Pourtant, la quinquagénaire refuse de s’incliner. Elle saisit le tribunal du travail de Rovigo, convaincue que cette décision brutale ne repose sur aucun fondement léger. Trois décennies de service irréprochable méritaient-elles au minimum une enquête, un dialogue, une mise au point ? La violence de la rupture contraste avec la durée de l’engagement professionnel.
Cette affaire soulève une question qui dépasse le cas individuel : jusqu’où s’étend le contrôle de l’employeur durant un arrêt de travail ? Entre présomption de fraude et respect des droits du salarié, la frontière reste floue.

La Question Juridique Au Cœur Du Dossier
Devant le tribunal, l’enjeu dépasse largement un simple litige individuel. La question posée cristallise les ambiguïtés du droit du travail : un arrêt maladie impose-t-il l’immobilité totale ou autorise-t-il certaines activités physiques adaptées ?

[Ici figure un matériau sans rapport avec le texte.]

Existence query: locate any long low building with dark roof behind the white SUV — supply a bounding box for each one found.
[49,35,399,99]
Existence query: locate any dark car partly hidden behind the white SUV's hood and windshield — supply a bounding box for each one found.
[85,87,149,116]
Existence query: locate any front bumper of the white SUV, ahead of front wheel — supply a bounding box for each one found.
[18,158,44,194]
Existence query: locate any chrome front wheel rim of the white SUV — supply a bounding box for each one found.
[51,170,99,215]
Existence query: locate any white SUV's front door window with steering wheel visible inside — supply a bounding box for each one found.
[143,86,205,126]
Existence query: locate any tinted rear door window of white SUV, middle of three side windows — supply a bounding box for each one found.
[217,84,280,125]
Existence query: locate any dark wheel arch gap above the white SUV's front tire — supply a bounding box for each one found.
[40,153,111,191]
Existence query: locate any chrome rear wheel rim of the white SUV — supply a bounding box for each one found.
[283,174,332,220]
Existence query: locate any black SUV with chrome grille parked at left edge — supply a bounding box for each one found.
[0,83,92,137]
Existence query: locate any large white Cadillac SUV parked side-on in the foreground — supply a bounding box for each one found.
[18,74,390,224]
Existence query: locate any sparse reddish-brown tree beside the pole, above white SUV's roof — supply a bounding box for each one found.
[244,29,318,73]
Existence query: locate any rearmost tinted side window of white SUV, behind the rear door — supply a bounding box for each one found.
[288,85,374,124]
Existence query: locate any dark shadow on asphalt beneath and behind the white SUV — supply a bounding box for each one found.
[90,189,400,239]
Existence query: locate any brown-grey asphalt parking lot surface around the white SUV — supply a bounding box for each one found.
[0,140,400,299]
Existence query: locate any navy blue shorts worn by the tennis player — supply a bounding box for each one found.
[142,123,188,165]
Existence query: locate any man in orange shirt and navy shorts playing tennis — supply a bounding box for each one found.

Pour l’employeur, la réponse semble évidente. Observer une salariée en arrêt maladie pratiquer un sport aussi dynamique que le padel révèle nécessairement une incohérence. Cette présomption d’incompatibilité justifierait à elle seule la rupture du contrat. La pratique sportive apparaît comme la preuve tangible d’un abus, d’une simulation destinée à prolonger indûment un repos non justifié.

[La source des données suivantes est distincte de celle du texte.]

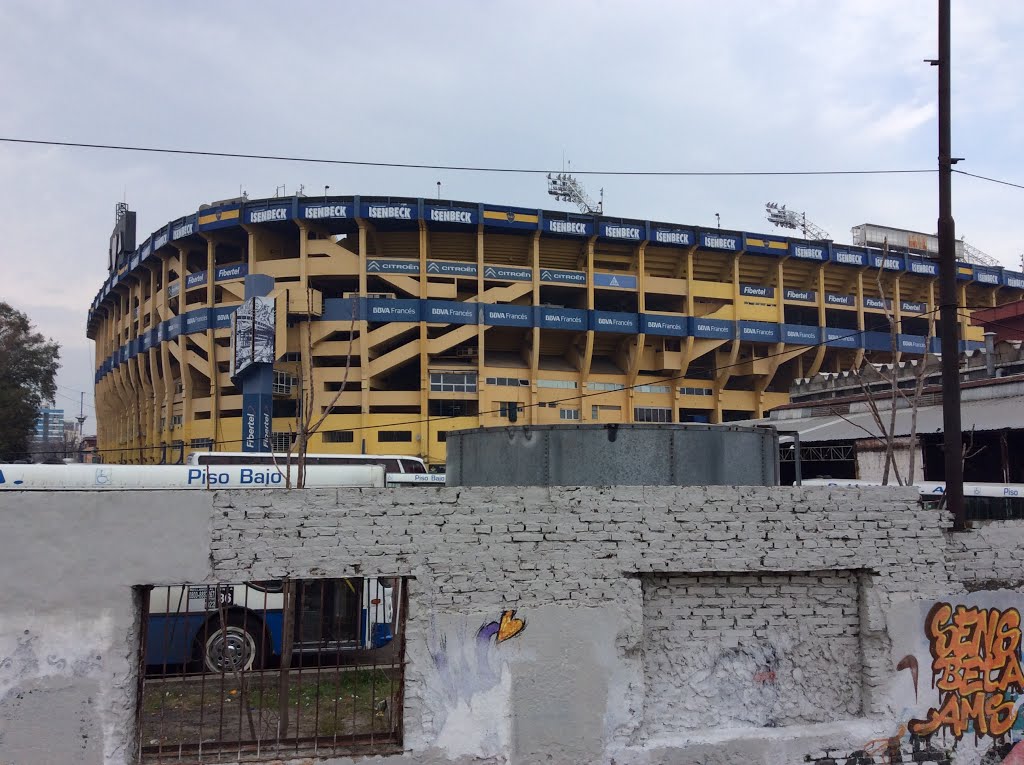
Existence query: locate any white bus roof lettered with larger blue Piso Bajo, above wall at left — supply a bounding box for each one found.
[0,464,386,492]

La défense adopte une tout autre grille de lecture. Elle rappelle que les recommandations médicales visaient spécifiquement le port de charges lourdes, activité quotidienne dans un supermarché. Aucune interdiction formelle d’activité physique ne figurait dans les prescriptions. Jouer au padel en adaptant ses gestes, en sollicitant prioritairement la main valide, ne contredit donc nullement les consignes médicales.